The system of taxation based solely on square meters of property was criticized by the International Monetary Fund in 2012, as it did not take into consideration price differences among cities and regions. In May 2016, the Finance Ministry introduced its plan to create, in cooperation with the Association of the Towns and Villages in Slovakia (ZMOS), technical preconditions for a change in the system of taxation that would also take into consideration the market value of the property. However, no significant changes in the mechanism of taxation are planned for 2017.

“Proposals and changes in taxation are exclusively in the competence of the Ministry of Finance,” said ZMOS executive chairman Jozef Turčány. “Allocating the tax according to the square area of the estate is not fair as it does not reflect the value of the property as such, taking into consideration its utilization,” Alica Orda Oravcová from the Slovak Chamber of Tax Advisors told the Slovak Spectator.

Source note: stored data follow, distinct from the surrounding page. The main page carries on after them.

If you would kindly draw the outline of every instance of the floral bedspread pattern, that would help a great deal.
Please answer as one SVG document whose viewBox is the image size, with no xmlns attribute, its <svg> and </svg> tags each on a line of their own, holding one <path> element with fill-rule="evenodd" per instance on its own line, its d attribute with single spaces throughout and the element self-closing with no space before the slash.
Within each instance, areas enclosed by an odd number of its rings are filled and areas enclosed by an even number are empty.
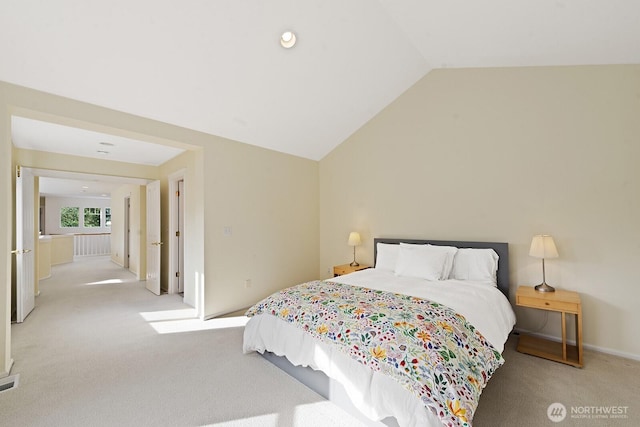
<svg viewBox="0 0 640 427">
<path fill-rule="evenodd" d="M 482 389 L 504 359 L 454 310 L 329 281 L 284 289 L 247 311 L 271 314 L 416 394 L 447 426 L 471 426 Z"/>
</svg>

On the other hand, many people, mainly from older generations, are rich in property ownership but poor in terms of current income. “A high tax on real estate in which they live can bring them into misery in their own residence,” Radovan Ďurana, an analyst at the INESS think-tank, told The Slovak Spectator. Experts claim that the new system based on the market value of the property will put certain groups of residents at a disadvantage. Orda Oravcová explained that the tax must be fair and explicitly stated, so that taxpayers know their obligation.

The National Agency of Estate Agents developed price maps that take into consideration the square area, balconies and loggias, number of floors, condition and even material used for the construction. However, they are not always reliable.

Pavel Škriniar from the Finančná Hitparáda website also points out that the maps contain only general information about the prices in the locality but not about the particular value of an estate. “Many people obtained their flats during socialism and their lifestyle has not changed since,” Škriniar said, pointing out that according to the development on the estate market their flats will now fall into the luxury category. “They will have to pay additional tax on this luxury.” Also Turčány from ZMOS confirmed that the difference between the value of the estate and the income of the owner can be a problem.